Bei all den Projekten geht es darum, unattraktive und teils ungenutzte asphaltierte Flächen aufzubrechen und den Verkehr so umzuorganisieren, dass mehr Raum entsteht, eine bessere Aufenthaltsqualität. Das Baureferat verweist darauf, dass man zudem derzeit einen Antrag zur Verschönerung des Aufseßer Platzes und des Gößweinsteinplatzes in Neuaubing bearbeite.

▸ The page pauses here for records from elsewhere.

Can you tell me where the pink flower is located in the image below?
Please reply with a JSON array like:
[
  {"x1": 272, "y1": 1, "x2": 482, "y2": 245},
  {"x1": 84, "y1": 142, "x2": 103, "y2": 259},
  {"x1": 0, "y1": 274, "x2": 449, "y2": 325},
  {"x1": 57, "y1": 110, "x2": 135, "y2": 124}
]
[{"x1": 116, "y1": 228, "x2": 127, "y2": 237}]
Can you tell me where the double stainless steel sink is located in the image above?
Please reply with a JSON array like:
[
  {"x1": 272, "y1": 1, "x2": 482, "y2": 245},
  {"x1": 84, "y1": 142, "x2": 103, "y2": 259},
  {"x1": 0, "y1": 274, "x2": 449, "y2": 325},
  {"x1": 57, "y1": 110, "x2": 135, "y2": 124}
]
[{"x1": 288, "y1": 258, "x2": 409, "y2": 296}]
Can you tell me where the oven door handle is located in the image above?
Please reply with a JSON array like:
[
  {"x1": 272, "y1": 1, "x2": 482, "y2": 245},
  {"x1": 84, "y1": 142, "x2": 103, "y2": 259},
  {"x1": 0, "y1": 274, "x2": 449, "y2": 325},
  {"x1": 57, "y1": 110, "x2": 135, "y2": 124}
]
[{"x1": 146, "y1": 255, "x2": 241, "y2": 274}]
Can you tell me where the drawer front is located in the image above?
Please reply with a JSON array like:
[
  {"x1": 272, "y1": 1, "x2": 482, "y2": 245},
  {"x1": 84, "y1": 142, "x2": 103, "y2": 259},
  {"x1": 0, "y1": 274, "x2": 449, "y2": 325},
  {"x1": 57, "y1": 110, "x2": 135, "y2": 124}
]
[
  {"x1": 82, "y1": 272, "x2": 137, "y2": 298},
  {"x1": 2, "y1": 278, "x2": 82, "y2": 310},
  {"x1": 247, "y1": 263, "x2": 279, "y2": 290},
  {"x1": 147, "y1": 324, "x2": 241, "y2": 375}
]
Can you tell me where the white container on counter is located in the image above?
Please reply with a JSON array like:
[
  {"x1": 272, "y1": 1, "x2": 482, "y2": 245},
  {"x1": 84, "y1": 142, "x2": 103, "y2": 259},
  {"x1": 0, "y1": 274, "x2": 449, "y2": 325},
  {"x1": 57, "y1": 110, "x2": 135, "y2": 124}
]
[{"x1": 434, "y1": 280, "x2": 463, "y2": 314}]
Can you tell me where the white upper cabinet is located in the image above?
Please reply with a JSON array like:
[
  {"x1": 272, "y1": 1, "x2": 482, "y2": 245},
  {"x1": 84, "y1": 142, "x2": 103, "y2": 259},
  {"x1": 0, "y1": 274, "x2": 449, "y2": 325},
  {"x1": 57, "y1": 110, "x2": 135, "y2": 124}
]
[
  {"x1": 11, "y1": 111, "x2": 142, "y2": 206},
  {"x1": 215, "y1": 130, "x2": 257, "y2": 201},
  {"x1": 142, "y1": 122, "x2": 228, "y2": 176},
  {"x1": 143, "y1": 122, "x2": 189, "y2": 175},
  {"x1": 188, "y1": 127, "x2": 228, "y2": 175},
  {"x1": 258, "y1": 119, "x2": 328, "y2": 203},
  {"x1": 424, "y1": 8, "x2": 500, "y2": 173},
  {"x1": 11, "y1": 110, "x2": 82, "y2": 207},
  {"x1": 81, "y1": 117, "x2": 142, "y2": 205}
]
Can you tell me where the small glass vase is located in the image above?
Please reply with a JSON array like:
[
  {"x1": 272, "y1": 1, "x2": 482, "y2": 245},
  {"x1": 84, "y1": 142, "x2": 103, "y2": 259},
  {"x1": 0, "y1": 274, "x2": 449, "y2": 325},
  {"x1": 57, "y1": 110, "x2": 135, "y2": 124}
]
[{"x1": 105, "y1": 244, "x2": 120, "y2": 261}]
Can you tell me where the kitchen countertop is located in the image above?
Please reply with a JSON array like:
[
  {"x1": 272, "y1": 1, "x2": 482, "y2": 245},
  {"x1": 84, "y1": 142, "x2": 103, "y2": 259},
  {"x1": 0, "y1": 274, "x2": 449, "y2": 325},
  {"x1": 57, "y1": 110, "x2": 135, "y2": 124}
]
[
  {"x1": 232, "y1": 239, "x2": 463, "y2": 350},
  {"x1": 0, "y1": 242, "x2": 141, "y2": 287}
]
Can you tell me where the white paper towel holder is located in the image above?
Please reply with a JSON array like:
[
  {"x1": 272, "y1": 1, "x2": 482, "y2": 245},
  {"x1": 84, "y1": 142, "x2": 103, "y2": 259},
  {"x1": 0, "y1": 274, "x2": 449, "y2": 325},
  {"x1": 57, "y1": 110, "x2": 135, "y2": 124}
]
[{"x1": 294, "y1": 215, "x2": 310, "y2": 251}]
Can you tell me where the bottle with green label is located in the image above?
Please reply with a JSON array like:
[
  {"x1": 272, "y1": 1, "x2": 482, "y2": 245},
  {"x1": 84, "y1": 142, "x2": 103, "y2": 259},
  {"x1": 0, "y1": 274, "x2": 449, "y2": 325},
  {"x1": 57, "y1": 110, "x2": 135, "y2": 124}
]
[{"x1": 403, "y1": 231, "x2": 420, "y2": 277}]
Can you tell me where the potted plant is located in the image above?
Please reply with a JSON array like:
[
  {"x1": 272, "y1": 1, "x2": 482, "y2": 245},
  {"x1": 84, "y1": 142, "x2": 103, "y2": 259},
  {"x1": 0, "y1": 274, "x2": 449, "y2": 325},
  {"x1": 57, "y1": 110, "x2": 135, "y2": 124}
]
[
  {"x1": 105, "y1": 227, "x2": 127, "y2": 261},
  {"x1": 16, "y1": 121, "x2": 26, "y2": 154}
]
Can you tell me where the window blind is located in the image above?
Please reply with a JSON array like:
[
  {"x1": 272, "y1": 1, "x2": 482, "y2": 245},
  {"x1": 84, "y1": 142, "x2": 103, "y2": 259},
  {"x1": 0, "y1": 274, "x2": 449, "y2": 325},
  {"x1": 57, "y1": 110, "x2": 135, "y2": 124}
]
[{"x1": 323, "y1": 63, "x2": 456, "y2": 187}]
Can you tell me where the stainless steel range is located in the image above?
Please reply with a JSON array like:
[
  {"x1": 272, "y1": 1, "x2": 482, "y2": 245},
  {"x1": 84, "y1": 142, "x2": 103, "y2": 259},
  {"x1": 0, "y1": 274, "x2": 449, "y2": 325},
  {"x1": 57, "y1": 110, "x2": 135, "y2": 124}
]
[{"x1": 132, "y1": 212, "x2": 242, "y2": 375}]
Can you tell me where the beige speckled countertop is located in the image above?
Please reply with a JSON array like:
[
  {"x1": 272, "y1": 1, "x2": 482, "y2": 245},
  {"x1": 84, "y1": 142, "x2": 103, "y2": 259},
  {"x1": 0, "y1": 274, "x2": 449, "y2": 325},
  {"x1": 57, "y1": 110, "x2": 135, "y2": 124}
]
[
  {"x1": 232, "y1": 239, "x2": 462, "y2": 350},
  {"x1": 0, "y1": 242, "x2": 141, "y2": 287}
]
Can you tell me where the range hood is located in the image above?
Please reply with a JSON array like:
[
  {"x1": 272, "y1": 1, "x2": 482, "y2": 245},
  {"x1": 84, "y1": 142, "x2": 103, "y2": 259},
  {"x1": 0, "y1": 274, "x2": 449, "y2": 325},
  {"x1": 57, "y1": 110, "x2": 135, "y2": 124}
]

Die Verschönerung des Pariser Platzes lief da fast nebenher. Manchmal lässt sich auch mit relativ kleinem Budget viel bewegen, hier waren es 85 000 Euro. "Wie ein Dschungel" kommt ihm der Pariser Platz heute vor im Vergleich zu früher, sagt zum Beispiel Salvatore Fersini. Ihm gefallen vor allem die Blumen. Ein trister, ewig gleicher Anblick sei die Fläche früher gewesen. Der 42-Jährige kennt den Platz schon ziemlich lang. Mit 18 hat er anfangen, im Eiscafé Venezia zu arbeiten. Inzwischen ist er Inhaber des Betriebs, der seit 60 Jahren von seiner Familie geführt wird. Fersini merkt auch in der Kasse, dass sich etwas getan hat. "Wir haben fünf bis zehn Prozent mehr Umsatz, seit die Blumen da sind", berichtet er. "Ich danke der Stadt."

Der Pariser Platz liegt im sogenannten Franzosenviertel, das Arnold von Zenetti 1870 geplant hat. Dazu gehören auch die imposanten Anlagen Weißenburger Platz, Bordeauxplatz und Johannisplatz. Sie alle machen auch deshalb so viel her, weil sie so üppig bepflanzt sind. Der Pariser Platz fiel da wie auch der Orleansplatz deutlich ab. Zwar ist das Platzrondell von zehn Linden umfasst, dennoch wirkte die Fläche leblos. Zudem stand der Kiosk über Jahre leer, seit letztem Sommer ist er wieder in Betrieb.

Mehrmals gab es Initiativen aus der Bevölkerung und dem Bezirksausschuss, den Platz aufzuwerten. Doch stets kamen Absagen aus dem Rathaus. Bis zum Jahr 2016. Da folgte die Verwaltung dann doch dem Wunsch der Bürger, zumindest teilweise. Denn eine Verkehrsberuhigung, wie die Anwohner sie wollten, sei nicht möglich, argumentierte das Baureferat. Aber der Pariser Platz werde ein Hochbeet bekommen mit einem Durchmesser von 5,50 Metern und damit "eine neue, Platz prägende, bunte Mitte", versprachen die städtischen Bauexperten. Sie hielten Wort. An diesem Mittwoch geht auch noch eine Abendbeleuchtung des Rondells in Betrieb.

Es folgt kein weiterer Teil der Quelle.